The wines of Denis Bachelet have a cult following.
Out of the countless people to whom his wine have given such pleasure, very few know the young man who makes the wines, as until this year and despite more than two decades of exporting to the United States, Denis had never set foot on this side of the Atlantic.
When people visit the cellar for the first time, the reaction is always the same. It is hidden behind an unassuming door in an old building, which used to be the post house for Gevrey under LOUIS XIV. One first steps inside a small dark room used by Denis to prepare and stock his orders prior to pick-up and delivery. There will be usually one or two small shrinked wrapped stacks of wine waiting for Belgium, England, or the United States.
Denis will introduce himself, insisting that he speaks very little English, before carrying on cheerily in excellent English. He is always curious about his visitors, wanting to know where they come from and if they are members of the trade or if they are customers. After introductions, he will lead you to a door, directly opposite the one you came in. Behind the door there is a barrel cellar the size of a very modest living room.
“There it is,” Denis will say, “my entire current vintage.” Invariably, jaws will drop. Eyes don’t even need to circle the room to take it all in. There are four rows not even ten barrels long. Sometimes they are double stacked, often only partially and sometimes not at all. It is disparately small compared to the fame of the estate and looks barely enough to carve out a living.
And then one realizes that these barrels contain not one but six different appellations, the meager one or two-bottle yearly allocation of Bachelet’s Charmes Chambertin suddenly become one’s most treasured possession. The estate is short of three hectares. The vines were inherited by Denis’s father from his parents, but he left for Belgium in the sixties to pursue love and a different career. Denis went to live with his grandmother, began working the vines in his early teens and made his first vintage in his late teens. Those were the great wines he made from the start. Denis has very old vines to work with, 100 years for the Charmes, 80 for Corbeaux, 65 for the villages and more than 30 for the Cotes de Nuits Villages. Certainly that is great matiere premiere to work with.

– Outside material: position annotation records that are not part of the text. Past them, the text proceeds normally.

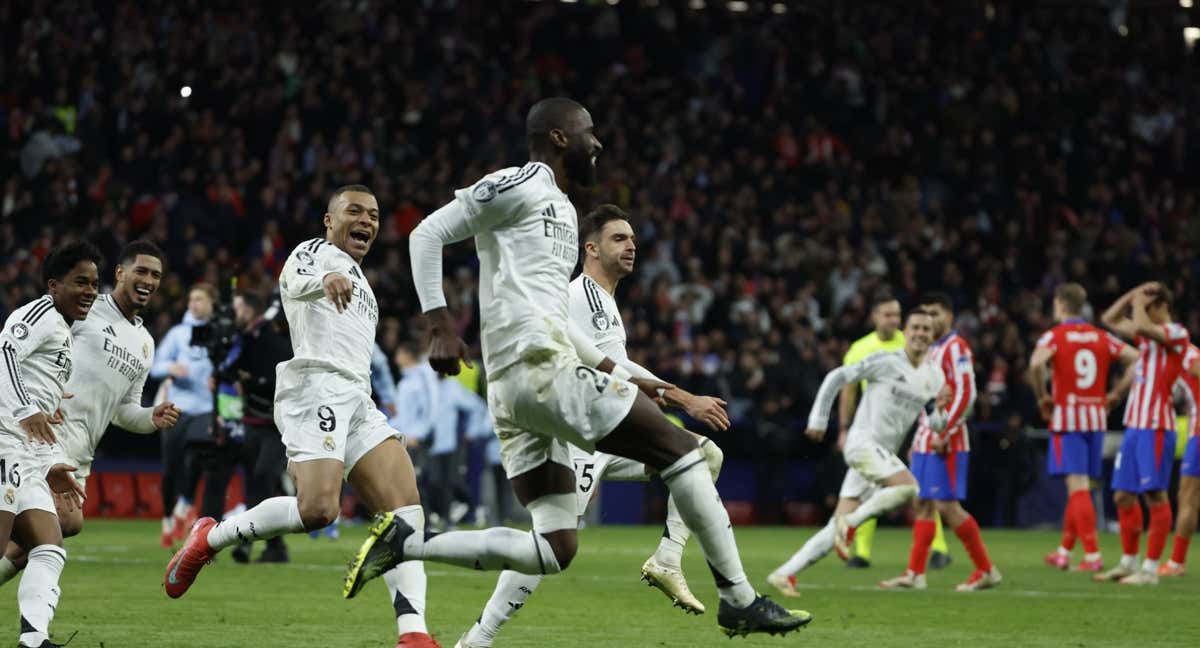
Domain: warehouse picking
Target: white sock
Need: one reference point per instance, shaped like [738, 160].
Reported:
[39, 593]
[406, 581]
[7, 570]
[814, 550]
[271, 517]
[700, 505]
[513, 589]
[883, 501]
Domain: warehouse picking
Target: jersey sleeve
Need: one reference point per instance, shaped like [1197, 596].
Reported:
[23, 333]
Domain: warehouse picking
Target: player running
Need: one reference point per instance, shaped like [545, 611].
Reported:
[1078, 413]
[37, 355]
[1144, 462]
[327, 419]
[609, 256]
[901, 387]
[940, 460]
[1188, 496]
[549, 387]
[109, 366]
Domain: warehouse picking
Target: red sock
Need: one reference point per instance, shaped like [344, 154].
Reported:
[1129, 519]
[923, 532]
[1085, 520]
[1159, 528]
[969, 533]
[1180, 552]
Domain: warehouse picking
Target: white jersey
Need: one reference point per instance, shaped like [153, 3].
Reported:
[895, 395]
[36, 346]
[111, 366]
[323, 339]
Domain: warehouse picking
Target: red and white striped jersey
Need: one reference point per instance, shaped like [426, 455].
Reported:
[1083, 354]
[1158, 367]
[953, 355]
[1189, 385]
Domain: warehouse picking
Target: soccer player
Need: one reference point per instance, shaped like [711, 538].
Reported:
[940, 459]
[1188, 496]
[1077, 409]
[549, 387]
[886, 336]
[1144, 462]
[37, 357]
[111, 359]
[609, 256]
[327, 419]
[901, 387]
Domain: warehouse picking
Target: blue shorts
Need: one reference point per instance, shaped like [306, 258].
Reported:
[1191, 466]
[941, 477]
[1144, 462]
[1075, 454]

But despite the fact that he could really every drop his grapes produce, pitifully low-yielding old vines are not enough for standards such as his. He prunes short and is despotic when it comes to instructing harvesters to sort everything that is not perfect. And that’s about it. Everything else is straightforward and natural, no yeast, no filtration, long ageing on the lees if they are healthy. After the cask tasting, Denis will lead you down traitorous stair to an even smaller bottle cellar to taste the previous vintage. It’s hard to believe that up to a few years ago, before he could afford temperature control in the upstairs room this was the barrel cellar. On the floor there are groupings of a half a dozen or so bottles, all he has left of a few vintages of Charmes. One would not dare to ask him to open one. More often than not he does anyway.
His wines are always among the very best in Gevrey.
“The Denis Bachelet style is for wines of intensity, great elegance, and subtlety: feminine in the best sense,” wrote Clive Coates. “They are concentrated, harmonious, pure and understated. Except for his 1991s, which are marginally unimpressive, this domaine has not put a foot wrong.”